Comment survivre en territoire zombie ? C’est ce que souhaite vous apprendre John Grizzly, présentateur vedette de Man vs Dead, et accessoirement héros d’une web série toute nouvelle toute chaude.

Man vs Wild, vous connaissez ? Dans cette émission, Bear Grylls vous apprend à vous débrouiller en milieu hostile en recyclant son urine et en dormant dans un cadavre de chameau (enfin c’est ce qu’on m’a dit, moi je n’ai jamais regardé). Man vs Dead, c’est la parodie version zombie qui se déroule dans le sud de la France. John Grizzly et son caméraman se font débarquer dans une forêt et nous entraînent dans un périple à travers un monde chaotique infesté par les zombies, dans une ambiance qui rappelle celle de The Walking Dead.

Man vs Dead Clément le Berre
( J’ai piqué ce visuel sur leur page FB, dessin de Clément le Berre)

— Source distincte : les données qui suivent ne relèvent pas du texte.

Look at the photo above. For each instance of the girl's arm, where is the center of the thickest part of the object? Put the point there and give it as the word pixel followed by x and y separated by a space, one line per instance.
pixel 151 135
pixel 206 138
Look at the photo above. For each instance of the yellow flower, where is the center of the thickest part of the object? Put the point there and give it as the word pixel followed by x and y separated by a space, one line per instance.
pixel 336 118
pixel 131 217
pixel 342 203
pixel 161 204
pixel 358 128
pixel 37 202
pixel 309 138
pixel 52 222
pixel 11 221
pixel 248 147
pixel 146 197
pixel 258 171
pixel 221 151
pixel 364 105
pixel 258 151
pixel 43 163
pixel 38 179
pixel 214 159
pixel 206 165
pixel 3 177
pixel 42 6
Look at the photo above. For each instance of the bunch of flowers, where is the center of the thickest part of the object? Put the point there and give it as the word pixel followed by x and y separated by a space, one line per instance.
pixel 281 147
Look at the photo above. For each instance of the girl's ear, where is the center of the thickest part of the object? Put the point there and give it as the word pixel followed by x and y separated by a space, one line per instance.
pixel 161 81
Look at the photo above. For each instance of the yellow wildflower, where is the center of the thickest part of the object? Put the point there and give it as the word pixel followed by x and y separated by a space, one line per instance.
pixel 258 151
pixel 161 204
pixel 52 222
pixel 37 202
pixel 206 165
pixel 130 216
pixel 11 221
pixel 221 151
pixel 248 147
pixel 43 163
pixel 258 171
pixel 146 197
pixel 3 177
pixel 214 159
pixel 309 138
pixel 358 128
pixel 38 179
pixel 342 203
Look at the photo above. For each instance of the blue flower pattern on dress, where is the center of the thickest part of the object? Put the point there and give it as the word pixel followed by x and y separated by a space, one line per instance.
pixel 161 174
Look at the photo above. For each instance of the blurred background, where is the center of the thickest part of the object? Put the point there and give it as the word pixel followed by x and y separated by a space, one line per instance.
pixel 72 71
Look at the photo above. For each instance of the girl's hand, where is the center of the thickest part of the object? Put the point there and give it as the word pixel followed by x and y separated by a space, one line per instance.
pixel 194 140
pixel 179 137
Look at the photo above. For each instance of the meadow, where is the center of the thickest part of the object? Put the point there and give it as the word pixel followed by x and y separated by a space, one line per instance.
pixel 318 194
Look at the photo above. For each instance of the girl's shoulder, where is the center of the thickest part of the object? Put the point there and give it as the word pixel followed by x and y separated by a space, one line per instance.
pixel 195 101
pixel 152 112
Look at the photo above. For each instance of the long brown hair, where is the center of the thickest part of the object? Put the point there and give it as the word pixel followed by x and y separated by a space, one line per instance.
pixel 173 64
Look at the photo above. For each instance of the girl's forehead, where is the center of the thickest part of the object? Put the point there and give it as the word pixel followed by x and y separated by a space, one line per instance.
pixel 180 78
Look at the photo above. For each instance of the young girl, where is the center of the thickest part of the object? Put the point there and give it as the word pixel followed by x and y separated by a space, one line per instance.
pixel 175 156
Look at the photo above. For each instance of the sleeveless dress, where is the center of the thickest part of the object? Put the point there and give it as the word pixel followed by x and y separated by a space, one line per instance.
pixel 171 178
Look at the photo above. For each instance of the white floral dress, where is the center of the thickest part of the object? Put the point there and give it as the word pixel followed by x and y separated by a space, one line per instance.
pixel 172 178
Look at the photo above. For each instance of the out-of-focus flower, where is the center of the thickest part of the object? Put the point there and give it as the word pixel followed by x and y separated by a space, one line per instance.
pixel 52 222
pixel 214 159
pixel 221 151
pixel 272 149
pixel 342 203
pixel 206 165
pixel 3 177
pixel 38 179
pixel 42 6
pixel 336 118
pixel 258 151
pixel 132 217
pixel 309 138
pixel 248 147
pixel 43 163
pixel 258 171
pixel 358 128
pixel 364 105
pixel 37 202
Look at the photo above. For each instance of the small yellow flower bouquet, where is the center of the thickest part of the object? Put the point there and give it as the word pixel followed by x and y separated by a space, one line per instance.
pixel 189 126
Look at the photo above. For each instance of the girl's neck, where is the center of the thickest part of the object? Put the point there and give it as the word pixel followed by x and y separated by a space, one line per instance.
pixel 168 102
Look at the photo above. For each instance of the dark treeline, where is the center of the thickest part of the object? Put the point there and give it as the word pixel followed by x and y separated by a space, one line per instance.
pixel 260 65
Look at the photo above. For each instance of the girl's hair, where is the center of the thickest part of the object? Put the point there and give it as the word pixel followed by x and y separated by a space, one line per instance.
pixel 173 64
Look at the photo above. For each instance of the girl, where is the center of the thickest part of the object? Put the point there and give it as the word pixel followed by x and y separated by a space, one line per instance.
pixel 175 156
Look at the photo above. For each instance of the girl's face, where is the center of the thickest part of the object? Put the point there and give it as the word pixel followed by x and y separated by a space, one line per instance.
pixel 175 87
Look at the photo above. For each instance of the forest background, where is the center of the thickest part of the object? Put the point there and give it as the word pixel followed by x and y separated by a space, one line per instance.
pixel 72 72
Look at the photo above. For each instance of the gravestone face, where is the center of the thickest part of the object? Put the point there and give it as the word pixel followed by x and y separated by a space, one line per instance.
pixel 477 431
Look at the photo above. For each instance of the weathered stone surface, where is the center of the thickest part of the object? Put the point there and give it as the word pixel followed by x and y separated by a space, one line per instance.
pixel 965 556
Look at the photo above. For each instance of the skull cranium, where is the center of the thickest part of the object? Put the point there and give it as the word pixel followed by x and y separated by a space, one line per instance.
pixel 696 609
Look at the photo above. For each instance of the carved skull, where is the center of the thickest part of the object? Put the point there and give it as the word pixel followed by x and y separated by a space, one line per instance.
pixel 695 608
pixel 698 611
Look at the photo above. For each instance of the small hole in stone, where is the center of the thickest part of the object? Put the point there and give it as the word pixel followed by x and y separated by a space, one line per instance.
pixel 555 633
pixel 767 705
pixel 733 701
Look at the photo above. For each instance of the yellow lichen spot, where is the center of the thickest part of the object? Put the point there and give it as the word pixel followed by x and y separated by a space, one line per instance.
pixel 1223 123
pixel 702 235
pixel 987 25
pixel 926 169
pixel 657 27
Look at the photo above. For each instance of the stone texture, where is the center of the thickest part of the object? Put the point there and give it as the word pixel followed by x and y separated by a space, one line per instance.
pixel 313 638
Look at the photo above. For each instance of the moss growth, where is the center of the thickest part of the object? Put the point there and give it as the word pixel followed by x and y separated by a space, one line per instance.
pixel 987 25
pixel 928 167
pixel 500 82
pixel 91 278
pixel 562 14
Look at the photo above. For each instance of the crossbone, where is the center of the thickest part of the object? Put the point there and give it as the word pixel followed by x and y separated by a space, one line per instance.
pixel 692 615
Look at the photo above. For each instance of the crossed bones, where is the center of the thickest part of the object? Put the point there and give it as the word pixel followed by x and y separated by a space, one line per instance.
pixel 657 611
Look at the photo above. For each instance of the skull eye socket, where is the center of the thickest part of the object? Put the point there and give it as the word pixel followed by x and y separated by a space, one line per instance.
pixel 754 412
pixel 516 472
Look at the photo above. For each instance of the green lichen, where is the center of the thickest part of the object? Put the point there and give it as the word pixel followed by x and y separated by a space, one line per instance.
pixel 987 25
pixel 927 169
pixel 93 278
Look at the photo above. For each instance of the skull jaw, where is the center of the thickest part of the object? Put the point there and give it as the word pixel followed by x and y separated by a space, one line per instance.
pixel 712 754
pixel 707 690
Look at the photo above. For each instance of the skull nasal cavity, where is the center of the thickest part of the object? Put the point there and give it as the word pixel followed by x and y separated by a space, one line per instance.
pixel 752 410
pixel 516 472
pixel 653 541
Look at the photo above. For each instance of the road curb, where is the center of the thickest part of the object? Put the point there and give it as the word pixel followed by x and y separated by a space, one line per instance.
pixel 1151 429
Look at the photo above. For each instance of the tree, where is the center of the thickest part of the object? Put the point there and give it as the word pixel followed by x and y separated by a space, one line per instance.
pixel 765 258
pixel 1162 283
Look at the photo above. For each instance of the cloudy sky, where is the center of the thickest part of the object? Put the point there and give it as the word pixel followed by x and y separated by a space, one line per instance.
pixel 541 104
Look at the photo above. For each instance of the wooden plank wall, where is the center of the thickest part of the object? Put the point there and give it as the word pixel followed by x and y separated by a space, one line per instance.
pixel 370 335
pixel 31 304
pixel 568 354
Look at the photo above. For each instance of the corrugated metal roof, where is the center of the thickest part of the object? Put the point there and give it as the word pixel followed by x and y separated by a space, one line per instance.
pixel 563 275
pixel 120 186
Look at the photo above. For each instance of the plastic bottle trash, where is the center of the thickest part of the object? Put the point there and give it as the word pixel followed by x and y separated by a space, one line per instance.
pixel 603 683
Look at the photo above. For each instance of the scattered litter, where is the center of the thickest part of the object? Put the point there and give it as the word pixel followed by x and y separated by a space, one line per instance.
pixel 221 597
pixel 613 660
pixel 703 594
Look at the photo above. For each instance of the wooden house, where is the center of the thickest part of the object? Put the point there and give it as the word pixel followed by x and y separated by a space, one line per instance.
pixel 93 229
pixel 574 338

On vous y apprend à poutrer du zombie avec un bout de bois ou un chibre en érection, mais surtout on vous apprend à ne pas vous prendre au sérieux.
Avec toute cette mode des zombies en ce moment (oui je me répète) en plus de celle des podcast à la Norman, on n’est pas à l’abri d’émissions de mauvaise qualité et franchement dérangeantes. Ça tombe bien, ça n’est pas le cas de Man vs Dead ! Les nombreuses références aux films du genre sont totalement assumées et détournées, on est là pour rigoler au final. Et leur John Grizzly arrive à trouver le ton juste pour nous faire croire (un peu) à son histoire – en plus il a l’accent du sud, ça change !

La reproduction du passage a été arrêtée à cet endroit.